Chen Jin, for instance, won the Huabiao’s Best Actress with her role in Hold Your Hands, a movie about the government’s poverty-fighting programme in a village in Hunan (it had earlier received a visit from Chinese leader Xi Jinping, which explains the choice of location).
But the biggest surprise hit of the year was Dying to Survive (see WiC417). Based on the real-life struggle of a leukaemia patient who smuggled cheaper generic drugs from India to save himself and others, the black comedy earned more than Rmb3 billion in July. Unlike Asura it was made on a tiny budget.
Dying to Survive was so popular that it even spurred a new call from Chinese Premier Li Keqiang to speed up his government’s medical reforms including the production of more affordable and domestically-produced drugs. But the film’s more cynical message about local healthcare was vindicated by a vaccine scandal that roiled the country in the same month – and discredited several local pharma firms (see WiC419).
So a good year for the film industry in general?
2018 could still go down as the year China overtook Hollywood as the world’s biggest film market. Ironically it is also a year that many of the wealthiest stars and movie bosses will want to forget.
A number of hyper-acquisitive firms have been forced to scale back their overseas expansion following a crackdown from the government. Wanda Group’s Wang Jianlin threw his commercial coming-out party in 2013 with a slew of Hollywood A-listers walking the red carpet at his $8 billion studio and entertainment complex (see WiC211). But when the Qingdao Movie Metropolis finally opened in April no big name stars turned up and Wang had given up his dream of out-muscling Disney by selling off Wanda’s theme parks and property assets (see WiC395). To raise funds the company is now also trying to bring in new investors at its trophy Hollywood buys including Legendary Entertainment and AMC.

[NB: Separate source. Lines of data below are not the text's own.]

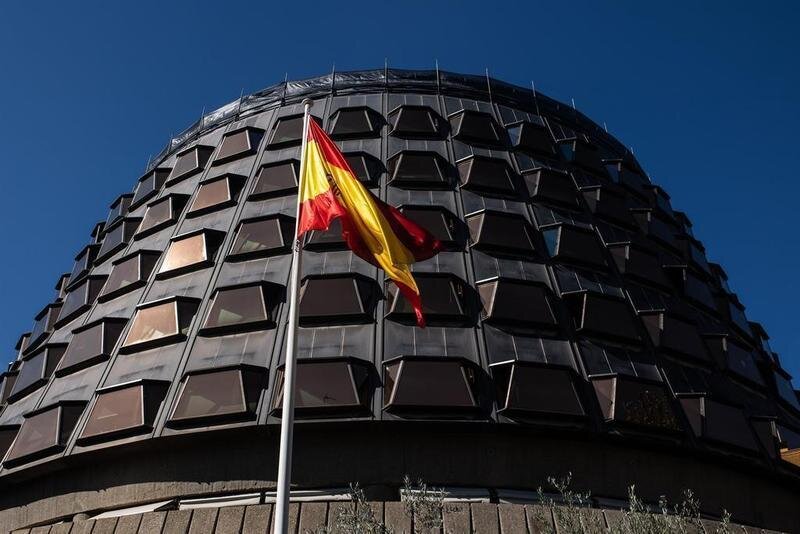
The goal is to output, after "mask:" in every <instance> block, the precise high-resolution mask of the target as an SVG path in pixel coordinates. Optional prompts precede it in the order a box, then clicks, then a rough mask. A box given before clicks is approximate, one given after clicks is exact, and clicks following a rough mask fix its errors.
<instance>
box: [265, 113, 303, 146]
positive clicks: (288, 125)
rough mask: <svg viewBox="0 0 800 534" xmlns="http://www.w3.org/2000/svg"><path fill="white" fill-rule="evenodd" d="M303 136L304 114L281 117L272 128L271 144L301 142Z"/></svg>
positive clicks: (278, 119) (281, 144) (272, 145)
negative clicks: (292, 115) (287, 116)
mask: <svg viewBox="0 0 800 534" xmlns="http://www.w3.org/2000/svg"><path fill="white" fill-rule="evenodd" d="M302 137H303V116H302V115H297V116H294V117H281V118H280V119H278V122H277V123H276V124H275V127H274V128H273V129H272V137H270V139H269V146H270V147H274V146H280V145H289V144H294V143H299V142H300V140H301V139H302Z"/></svg>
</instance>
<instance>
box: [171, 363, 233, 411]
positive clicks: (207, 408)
mask: <svg viewBox="0 0 800 534" xmlns="http://www.w3.org/2000/svg"><path fill="white" fill-rule="evenodd" d="M246 410H247V407H246V406H245V398H244V392H243V390H242V382H241V377H240V376H239V371H238V370H235V369H234V370H229V371H222V372H218V373H204V374H199V375H190V376H189V377H188V378H187V379H186V384H185V385H184V387H183V390H182V391H181V396H180V398H179V399H178V404H177V405H176V406H175V411H174V412H173V414H172V419H188V418H194V417H208V416H216V415H231V414H240V413H243V412H245V411H246Z"/></svg>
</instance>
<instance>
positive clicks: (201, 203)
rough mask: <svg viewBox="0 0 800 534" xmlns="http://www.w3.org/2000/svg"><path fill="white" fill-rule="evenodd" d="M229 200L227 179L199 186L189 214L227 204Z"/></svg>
mask: <svg viewBox="0 0 800 534" xmlns="http://www.w3.org/2000/svg"><path fill="white" fill-rule="evenodd" d="M230 199H231V195H230V183H229V182H228V179H227V178H223V179H222V180H215V181H213V182H208V183H205V184H202V185H201V186H200V189H199V190H198V191H197V196H196V197H195V198H194V202H192V208H191V209H190V210H189V212H193V211H199V210H202V209H206V208H210V207H211V206H215V205H217V204H222V203H223V202H227V201H229V200H230Z"/></svg>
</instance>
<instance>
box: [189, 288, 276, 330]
mask: <svg viewBox="0 0 800 534" xmlns="http://www.w3.org/2000/svg"><path fill="white" fill-rule="evenodd" d="M267 319H269V317H267V310H266V306H265V302H264V292H263V289H262V288H261V286H249V287H237V288H231V289H224V290H220V291H218V292H217V294H216V296H215V297H214V302H213V303H212V304H211V309H210V310H209V312H208V316H207V317H206V322H205V324H204V325H203V327H204V328H218V327H224V326H232V325H242V324H247V323H253V322H258V321H266V320H267Z"/></svg>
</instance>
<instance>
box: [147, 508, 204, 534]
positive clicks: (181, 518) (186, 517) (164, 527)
mask: <svg viewBox="0 0 800 534" xmlns="http://www.w3.org/2000/svg"><path fill="white" fill-rule="evenodd" d="M191 519H192V511H191V510H170V511H169V512H167V519H166V520H165V521H164V529H163V530H162V531H161V532H162V534H187V533H188V532H189V522H190V521H191ZM139 531H140V532H141V528H139Z"/></svg>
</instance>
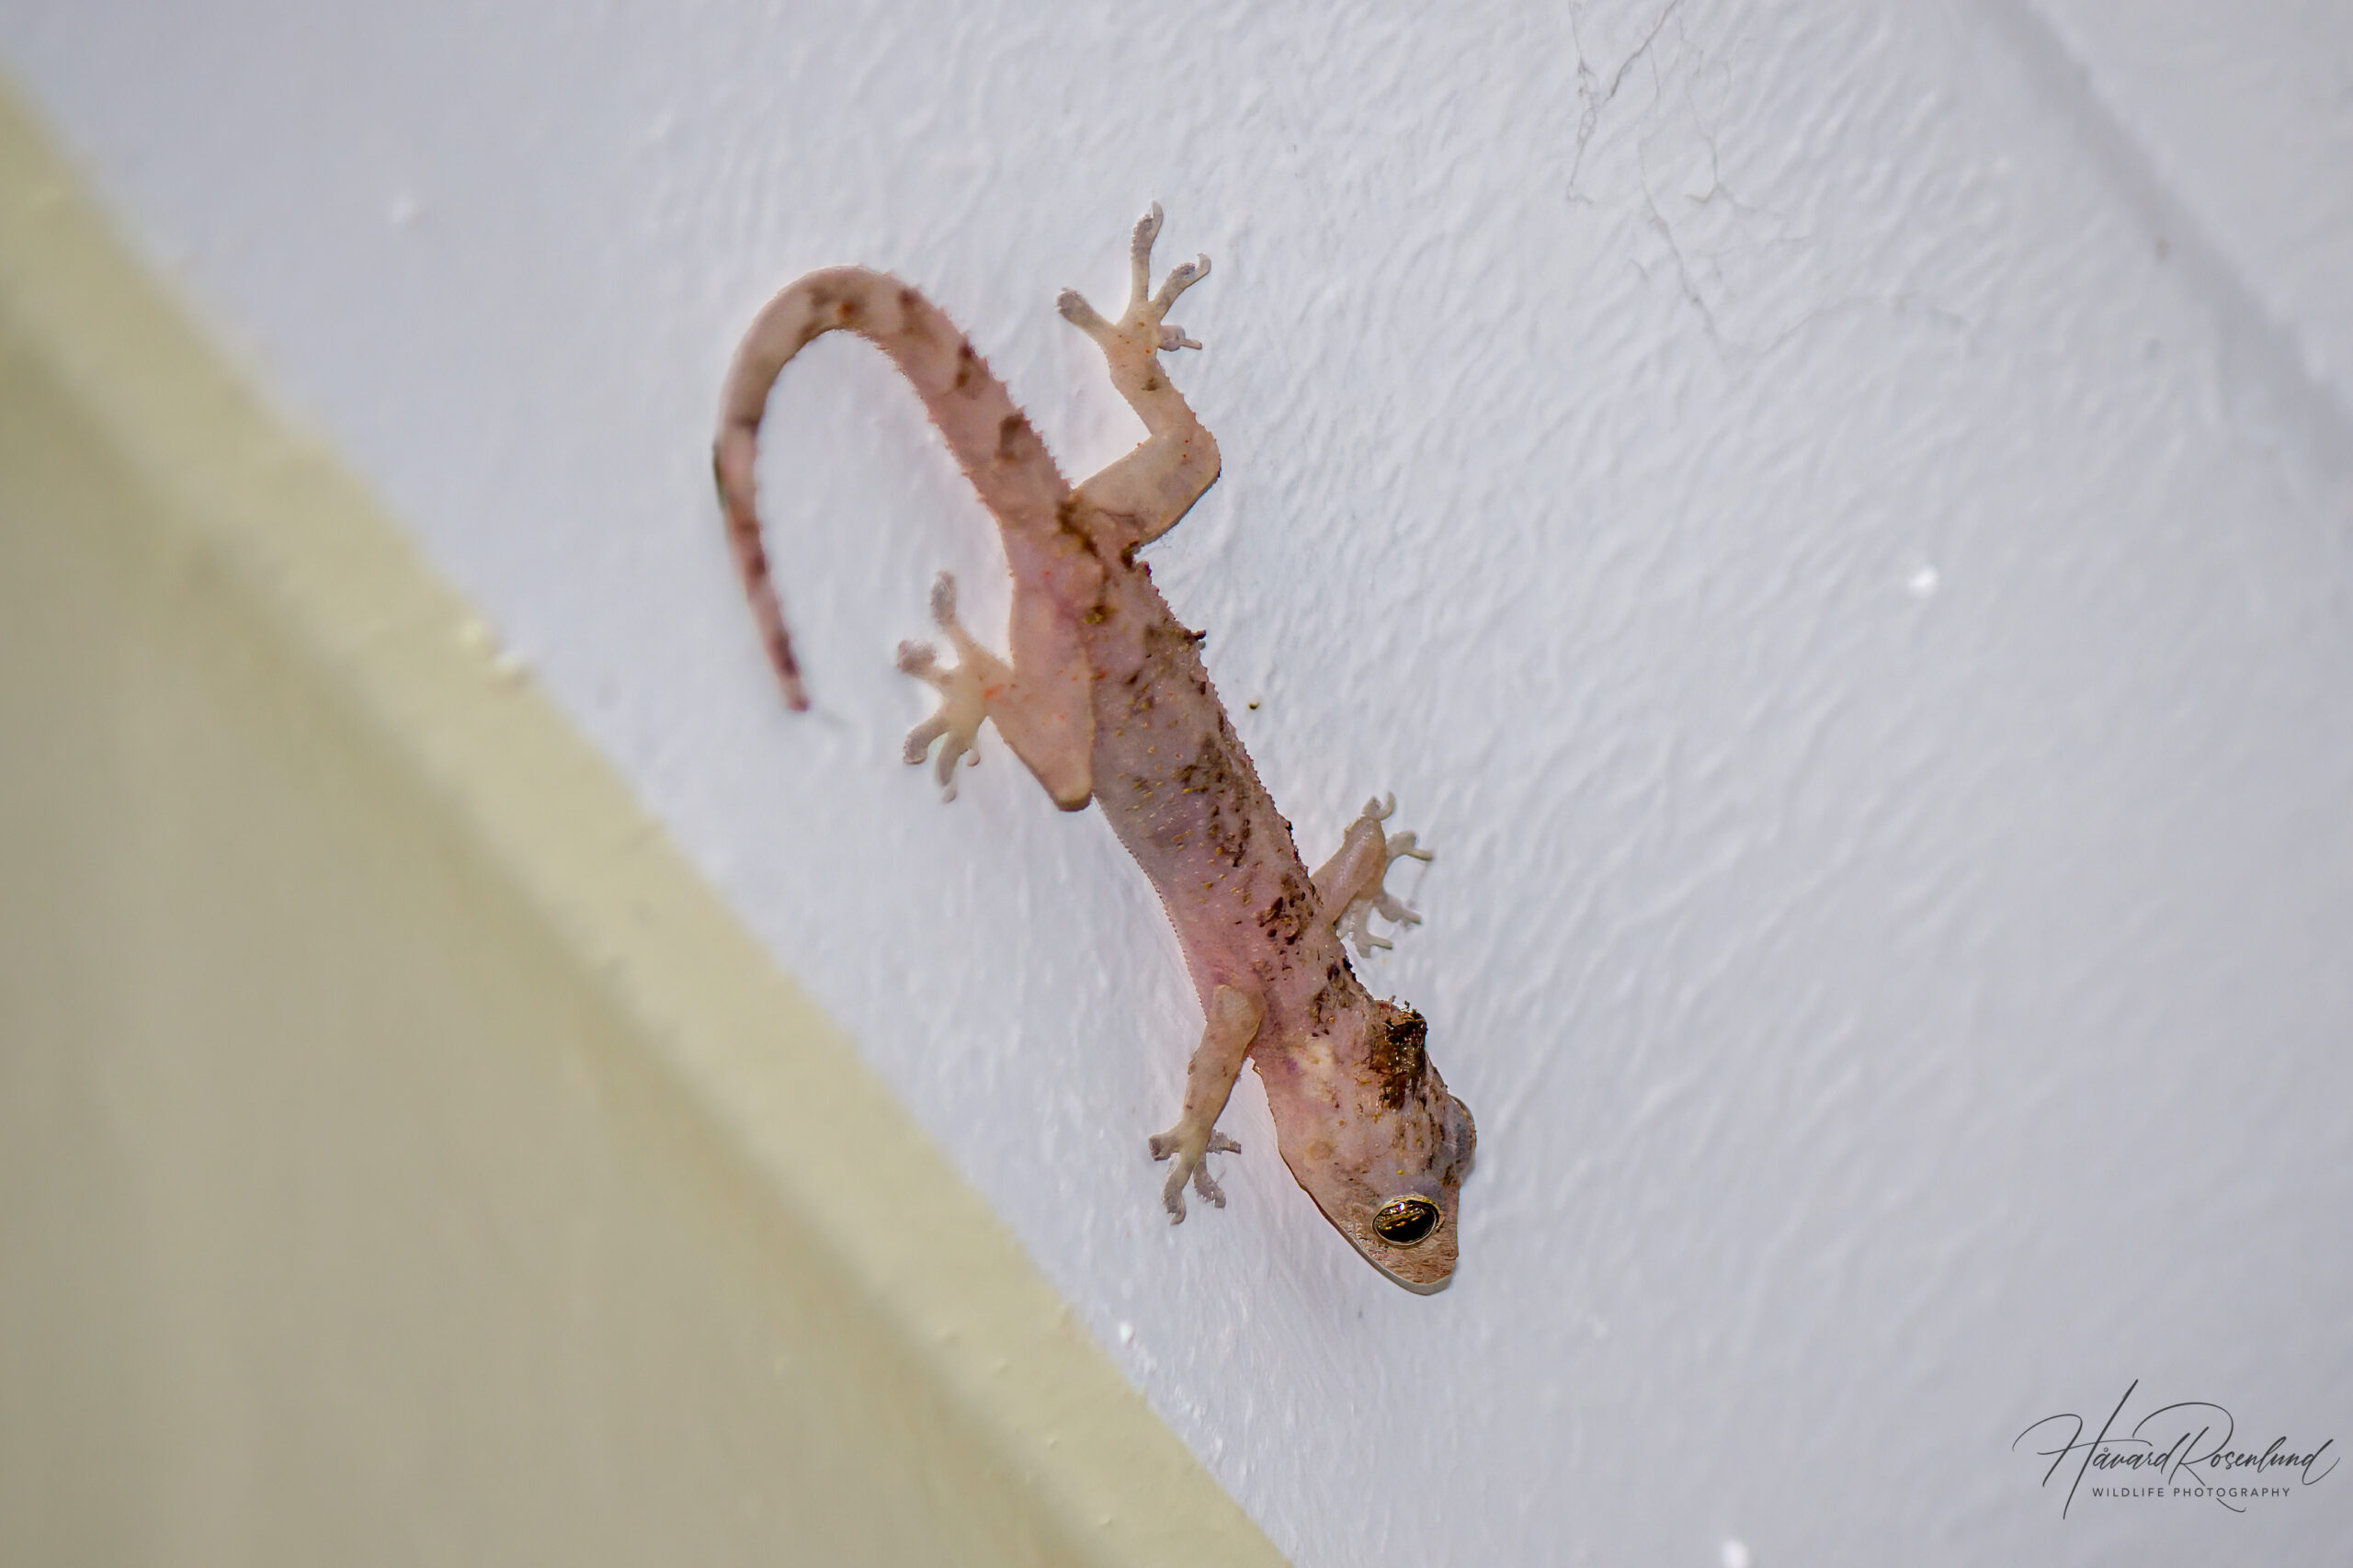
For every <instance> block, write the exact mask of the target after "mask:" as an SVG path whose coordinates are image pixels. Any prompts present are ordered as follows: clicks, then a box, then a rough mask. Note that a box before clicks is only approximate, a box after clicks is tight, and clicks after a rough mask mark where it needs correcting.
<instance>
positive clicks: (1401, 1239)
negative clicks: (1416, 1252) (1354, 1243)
mask: <svg viewBox="0 0 2353 1568" xmlns="http://www.w3.org/2000/svg"><path fill="white" fill-rule="evenodd" d="M1438 1217H1440V1215H1438V1205H1435V1203H1431V1201H1428V1198H1391V1201H1388V1203H1384V1205H1381V1208H1377V1210H1374V1215H1372V1229H1374V1234H1377V1236H1379V1238H1381V1241H1386V1243H1388V1245H1393V1248H1409V1245H1419V1243H1424V1241H1428V1238H1431V1231H1435V1229H1438Z"/></svg>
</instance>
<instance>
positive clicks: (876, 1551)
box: [0, 94, 1278, 1568]
mask: <svg viewBox="0 0 2353 1568" xmlns="http://www.w3.org/2000/svg"><path fill="white" fill-rule="evenodd" d="M713 537H715V534H713ZM0 723H5V730H0V735H5V737H7V742H5V744H7V765H5V768H0V1561H21V1563H33V1561H49V1563H61V1561H111V1563H139V1561H172V1563H181V1561H188V1563H198V1561H224V1563H228V1561H233V1563H304V1566H313V1563H367V1561H421V1559H426V1561H506V1563H520V1561H548V1563H602V1561H668V1563H711V1561H798V1563H927V1566H929V1563H951V1561H953V1563H1186V1566H1188V1568H1198V1566H1200V1563H1221V1566H1224V1563H1273V1561H1278V1559H1275V1554H1273V1549H1271V1547H1268V1544H1266V1542H1264V1537H1261V1535H1259V1533H1257V1530H1254V1528H1252V1526H1249V1521H1247V1519H1245V1516H1242V1514H1240V1511H1238V1509H1235V1504H1233V1502H1231V1500H1228V1497H1226V1495H1224V1493H1221V1490H1219V1488H1217V1483H1214V1481H1209V1476H1207V1474H1205V1471H1202V1469H1200V1467H1198V1464H1195V1462H1193V1457H1191V1455H1188V1453H1186V1450H1184V1448H1181V1446H1179V1443H1176V1441H1174V1436H1169V1431H1167V1429H1165V1427H1162V1424H1160V1422H1158V1420H1155V1417H1153V1415H1151V1413H1148V1408H1146V1406H1144V1401H1141V1398H1139V1396H1136V1394H1134V1391H1132V1389H1129V1387H1127V1384H1125V1382H1122V1380H1120V1375H1118V1373H1115V1370H1113V1366H1111V1363H1108V1361H1106V1358H1104V1356H1101V1354H1099V1351H1096V1347H1094V1344H1092V1342H1089V1340H1087V1335H1085V1333H1082V1330H1080V1328H1078V1326H1075V1323H1073V1321H1071V1316H1068V1311H1066V1309H1064V1304H1061V1302H1059V1300H1056V1297H1054V1293H1052V1290H1049V1288H1047V1285H1045V1281H1042V1278H1040V1276H1038V1274H1035V1269H1033V1267H1031V1264H1028V1262H1026V1260H1024V1257H1021V1253H1019V1250H1016V1245H1014V1241H1012V1238H1009V1234H1007V1231H1005V1229H1002V1227H1000V1224H998V1222H995V1217H993V1215H991V1212H988V1210H986V1208H984V1203H981V1201H979V1198H976V1196H974V1194H972V1191H969V1189H967V1187H965V1184H962V1182H960V1180H958V1177H955V1172H953V1170H948V1165H946V1163H944V1161H941V1158H939V1154H936V1151H934V1149H932V1147H929V1144H927V1140H925V1137H922V1135H920V1132H918V1130H915V1125H913V1123H911V1121H908V1116H906V1114H904V1111H901V1109H899V1107H896V1104H894V1102H892V1099H889V1097H887V1095H885V1092H882V1090H880V1088H878V1083H875V1081H873V1078H871V1076H868V1074H866V1071H864V1069H861V1067H859V1062H856V1057H854V1052H852V1050H849V1045H847V1043H845V1041H842V1038H840V1034H838V1031H833V1026H831V1024H826V1022H824V1019H821V1017H819V1015H816V1012H814V1010H812V1008H809V1005H807V1003H805V1001H802V998H800V994H798V991H795V989H793V986H791V984H786V982H784V979H781V977H779V975H776V972H774V970H772V965H769V963H767V961H765V956H762V954H760V951H758V949H755V946H753V944H751V942H748V939H746V935H744V932H741V930H739V928H736V925H734V921H732V918H729V913H727V911H725V909H722V906H720V904H718V902H715V899H713V895H711V892H708V890H706V888H704V885H701V883H699V881H696V878H694V873H692V871H689V869H687V866H685V864H682V862H680V857H678V855H675V852H673V850H671V845H668V841H666V838H664V833H661V829H659V826H656V824H654V822H649V819H645V817H642V815H640V812H638V810H635V805H633V803H631V800H628V796H626V791H624V789H621V784H619V782H616V779H614V777H612V772H609V770H607V768H605V765H602V763H600V760H598V758H595V756H593V753H591V751H588V746H586V744H584V742H579V739H576V737H574V735H572V732H569V730H567V727H565V723H562V720H560V718H558V716H555V711H553V709H551V704H546V702H544V699H541V697H539V695H536V692H534V690H532V687H529V683H527V680H518V678H513V676H506V673H501V669H499V666H496V662H494V659H492V650H489V647H487V640H485V638H482V636H480V631H478V629H475V622H473V619H471V614H468V610H466V605H464V603H461V600H459V598H456V596H454V593H452V591H449V589H447V586H442V584H438V582H435V579H431V577H428V572H426V570H424V567H421V563H419V560H416V556H414V553H412V551H409V546H407V542H405V539H402V534H400V532H398V530H395V527H393V525H391V523H388V520H386V518H384V516H381V513H379V511H376V509H374V506H372V501H369V499H367V497H365V494H362V492H360V487H358V485H355V480H351V478H348V476H346V473H344V471H341V469H339V466H336V464H334V461H332V459H329V457H327V454H325V452H320V450H318V447H313V445H311V443H306V440H301V438H296V436H292V433H287V431H285V428H282V426H280V424H275V421H273V417H271V414H268V412H266V410H264V407H261V405H259V400H256V398H252V396H249V393H247V391H245V388H242V386H240V384H238V379H235V374H231V372H228V370H226V367H224V365H221V360H219V358H216V353H214V351H212V348H209V346H207V344H205V341H202V339H200V334H198V332H193V330H191V327H188V325H186V323H184V320H181V315H179V313H176V308H174V306H172V304H169V301H167V299H165V297H162V292H160V290H158V287H155V285H153V283H151V280H148V278H146V275H144V273H141V271H139V266H136V264H134V261H132V259H127V254H125V250H122V245H120V242H118V240H115V238H113V235H111V233H108V228H106V224H104V221H101V219H99V217H96V212H94V207H92V202H89V198H87V195H85V193H82V188H80V184H78V179H75V177H73V174H71V172H68V170H66V167H64V165H61V162H59V158H56V155H54V153H52V151H49V148H47V144H45V141H42V134H40V132H38V129H35V127H33V125H31V122H28V118H26V113H24V111H21V106H19V104H16V99H9V97H5V94H0Z"/></svg>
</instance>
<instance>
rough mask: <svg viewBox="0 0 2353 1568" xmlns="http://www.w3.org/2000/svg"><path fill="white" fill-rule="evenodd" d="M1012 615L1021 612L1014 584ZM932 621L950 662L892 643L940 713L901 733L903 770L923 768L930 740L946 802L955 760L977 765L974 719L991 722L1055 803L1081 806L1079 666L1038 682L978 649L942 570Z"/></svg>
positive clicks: (937, 713)
mask: <svg viewBox="0 0 2353 1568" xmlns="http://www.w3.org/2000/svg"><path fill="white" fill-rule="evenodd" d="M1014 614H1016V617H1019V614H1021V593H1019V584H1016V591H1014ZM932 619H934V622H936V624H939V629H941V631H944V633H948V645H951V647H953V650H955V664H941V662H939V650H936V647H932V645H929V643H899V669H901V671H904V673H908V676H915V678H918V680H922V683H925V685H929V687H932V690H934V692H939V711H934V713H932V716H929V718H925V720H922V723H920V725H915V727H913V730H908V732H906V760H908V765H911V768H915V765H922V760H925V758H927V756H929V753H932V746H934V742H936V744H939V760H936V765H934V777H936V779H939V791H941V800H953V798H955V765H958V760H965V758H969V760H972V763H979V760H981V753H979V737H981V720H995V725H998V735H1002V737H1005V744H1007V746H1012V749H1014V756H1019V758H1021V760H1024V763H1026V765H1028V770H1031V772H1033V775H1038V782H1040V784H1045V789H1047V793H1049V796H1054V805H1061V808H1064V810H1078V808H1082V805H1085V803H1087V798H1089V793H1092V760H1089V753H1087V751H1089V737H1092V723H1073V718H1075V720H1087V718H1089V713H1087V706H1085V685H1087V673H1085V664H1075V666H1066V664H1056V666H1049V669H1047V673H1045V676H1042V678H1040V676H1031V673H1028V669H1031V664H1028V662H1024V664H1021V666H1019V669H1016V666H1012V664H1007V662H1005V659H1000V657H995V655H993V652H988V650H986V647H981V643H979V638H974V636H972V633H969V631H965V624H962V622H960V619H958V617H955V577H951V574H948V572H941V574H939V579H934V582H932Z"/></svg>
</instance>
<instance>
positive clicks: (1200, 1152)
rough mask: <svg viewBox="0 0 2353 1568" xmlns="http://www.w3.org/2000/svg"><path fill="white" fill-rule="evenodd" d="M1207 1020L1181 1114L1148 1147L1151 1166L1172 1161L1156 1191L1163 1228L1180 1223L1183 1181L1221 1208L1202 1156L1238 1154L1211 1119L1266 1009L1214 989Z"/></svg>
mask: <svg viewBox="0 0 2353 1568" xmlns="http://www.w3.org/2000/svg"><path fill="white" fill-rule="evenodd" d="M1207 1015H1209V1017H1207V1022H1205V1024H1202V1031H1200V1048H1198V1050H1195V1052H1193V1059H1191V1062H1188V1064H1186V1069H1184V1114H1181V1116H1176V1125H1174V1128H1169V1130H1167V1132H1155V1135H1153V1140H1151V1144H1148V1149H1151V1151H1153V1158H1155V1161H1174V1163H1172V1165H1169V1180H1167V1184H1165V1187H1162V1189H1160V1203H1162V1205H1165V1208H1167V1210H1169V1224H1176V1222H1179V1220H1184V1184H1186V1177H1191V1180H1193V1189H1195V1191H1198V1194H1200V1196H1202V1198H1207V1201H1209V1203H1214V1205H1217V1208H1226V1194H1224V1189H1221V1187H1219V1184H1217V1180H1214V1177H1212V1175H1209V1165H1207V1163H1205V1156H1209V1154H1240V1151H1242V1144H1238V1142H1233V1140H1231V1137H1226V1135H1224V1132H1219V1130H1217V1118H1219V1116H1221V1114H1224V1111H1226V1099H1228V1097H1231V1095H1233V1081H1235V1078H1238V1076H1240V1074H1242V1057H1247V1055H1249V1043H1252V1041H1254V1038H1259V1019H1261V1017H1266V1010H1264V1005H1261V1003H1259V998H1257V996H1249V994H1247V991H1235V989H1233V986H1219V989H1217V991H1214V994H1212V996H1209V1008H1207Z"/></svg>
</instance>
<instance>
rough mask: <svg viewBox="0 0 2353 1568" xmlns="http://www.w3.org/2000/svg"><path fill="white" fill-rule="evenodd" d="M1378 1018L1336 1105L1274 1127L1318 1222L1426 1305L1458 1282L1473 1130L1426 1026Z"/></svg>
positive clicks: (1294, 1110)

Other movie bosses have had a harder year raising capital too and Huayi Brothers and Enlight Media, two leading local studios, both saw their listed firms lose nearly 50% in market value at some point.
Indeed, the local media has talked about a “freezing winter” for the entertainment sector. Beijing has cracked down on various malpractices, beginning with box office fraud (see WiC426). Regulators then turned their attention to tax evasion by film studios and artists. The most high-profile catch was the actress Fan Bingbing, who was slapped with fines totalling nearly Rmb900 million in October (see WiC427). Fan disappeared from the public eye three months earlier to undergo questioning.
For fairly obvious reasons Fan was a notable absentee at this year’s Huabiao ceremony.
According to Sina Entertainment, the taxman has visited more than 500 celebrities and a number of A-listers are preparing to cough up hundreds of millions of yuan of unpaid taxes.
As 2018 draws to a close, the government’s control over the industry looks to be getting tighter and tighter.